Why we’re building HALO Dynamics.
We didn’t set out to build a robotics data company. We set out to build a sport.
The Origin Hunt was supposed to be a natively-VR sport — not a game you play sitting down with a controller, but something you play with your whole body, moving through a world that pushes back. To make that real, we had to build hardware nobody sells: a haptic suit that could put force on a hundred points across your body, shoes that could feel the ground and predict your next step before you took it, gloves that could sense what your hands were doing, and an omnidirectional treadmill so you could run forever without leaving the room.
We spent months heads-down on that stack. And somewhere in the middle of wiring the hundredth motor and debugging a flex sensor at 2 in the morning, it clicked: the thing we’d built to play a sport was, almost by accident, one of the most valuable scientific instruments in robotics.
Here’s why.
Every serious lab trying to build physical AI — humanoids, manipulation, general-purpose robots — is stuck on the same problem, and it isn’t compute. It’s data. Large language models had the entire internet to learn from. Robotics has no such thing. There is no internet of robotic data. A robot has to learn how the physical world responds when you touch it, push it, grip it, step on it — and that knowledge doesn’t exist in any dataset at scale, because the most important part of it is invisible to cameras.

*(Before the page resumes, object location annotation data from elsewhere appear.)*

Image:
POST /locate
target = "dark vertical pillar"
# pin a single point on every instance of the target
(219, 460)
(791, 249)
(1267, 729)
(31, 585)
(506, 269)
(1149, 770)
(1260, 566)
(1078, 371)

You can watch a video of someone opening a bottle a thousand times and never learn the one thing that actually matters: how hard they gripped it right before the cap broke its seal, and how they eased off the instant it did. Force and contact are invisible to video. They’re invisible to almost everything the labs are currently training on. And they are exactly what our hardware measures directly.

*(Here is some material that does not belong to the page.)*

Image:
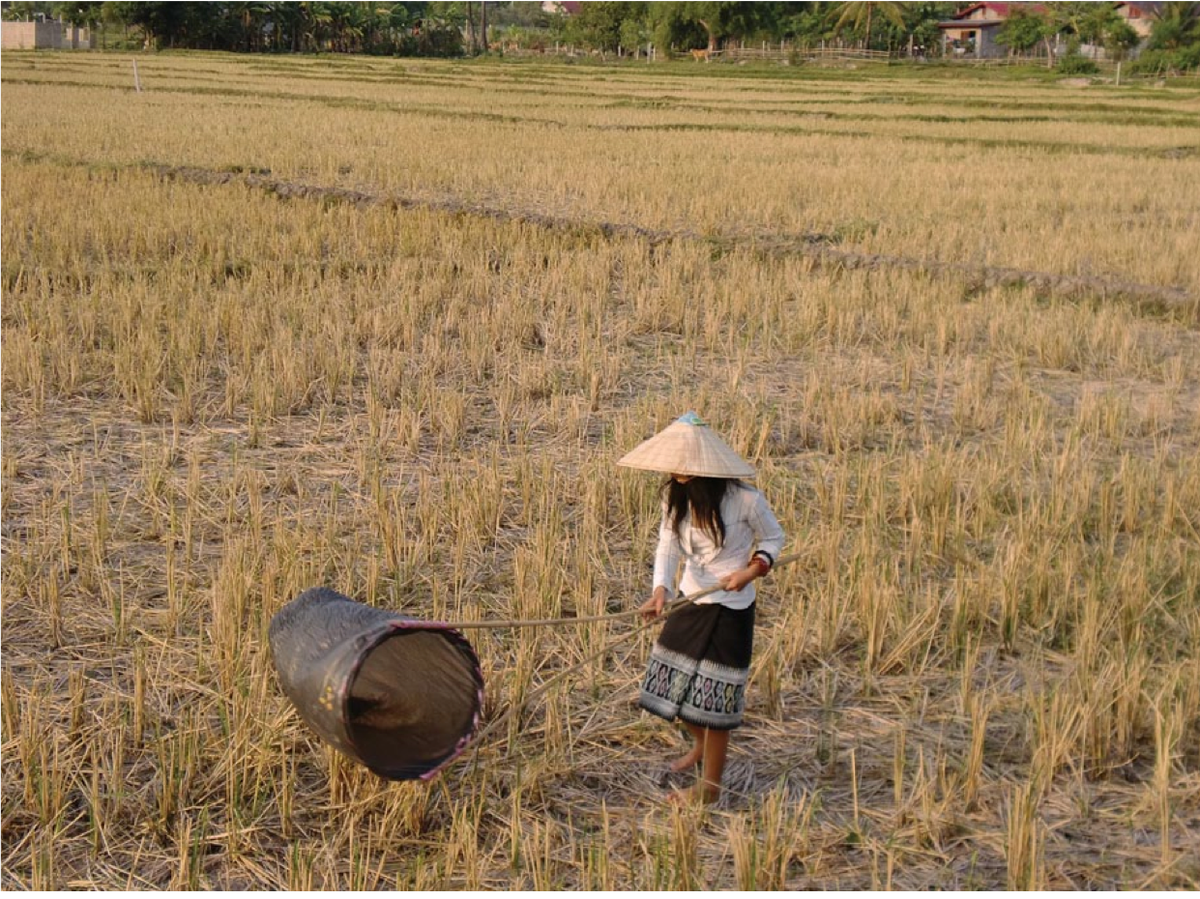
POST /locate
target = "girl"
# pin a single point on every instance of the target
(726, 535)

That’s the whole thesis. The bottleneck to embodied intelligence has moved from compute to real-world, action-labeled data — and we own the instrument that captures the rarest, most decision-relevant slice of it: whole-body, contact-rich, force-labeled human movement. It’s self-labeling, too. We don’t need an annotation pipeline; the human body provides its own ground truth. Every grasp, every step, every impact comes with the force attached.
So we made a decision. HALO Dynamics isn’t a VR sports company that happens to have cool hardware. It’s the embodied-intelligence data foundry, and the sport is what proves the instrument works.

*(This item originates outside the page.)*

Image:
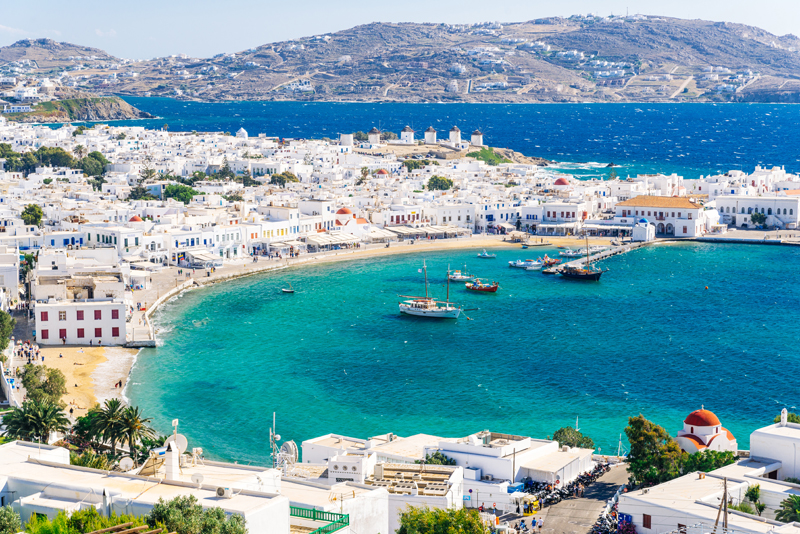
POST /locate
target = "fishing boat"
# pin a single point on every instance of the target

Longer term, the data is only half of it. We’re building a self-supervised world model that learns from this data the way a body learns — by predicting what it will feel next, and improving wherever it’s wrong. No labels, no reward engineering; the world supervises itself. This isn’t a wild bet. The approach has been shown to work — Meta’s V-JEPA 2-AC controlled real robots with no task-specific reward, trained mostly on raw video. What it has never had is the data we capture. That’s the part we think changes things. To be clear about where we are: we’re building this now, not claiming it’s done. The hardware is in hand. The first thing we have to prove — the thing everything else rests on — is that the prediction loop actually works on the data we capture. That experiment is what we’re running. We’ll show the curve when it moves, not before.
I’ll be honest about the stage we’re at, because I think founders who pretend to be further along than they are end up fooling mostly themselves. We’re early. The suit, the shoes, the gloves, the treadmill exist and work. The data pipeline is coming together. The model is a hypothesis we’re in the middle of testing. There’s a real chance the hard parts stay hard. But the instrument is real, the data it captures is genuinely scarce, and the timing — with the whole industry waking up to the data bottleneck at once — is not an accident we want to waste.
If you’re a builder who likes watching hard things get made in real time, we’re going to be writing here as we go — the wins and the 2am debugging both. And if you’re a lab that needs the kind of data video can’t give you, that’s exactly what we’re building. Come talk to us.
We built an instrument for a game. It turned out to be the data layer for physical intelligence. Now we’re going to find out how far that goes.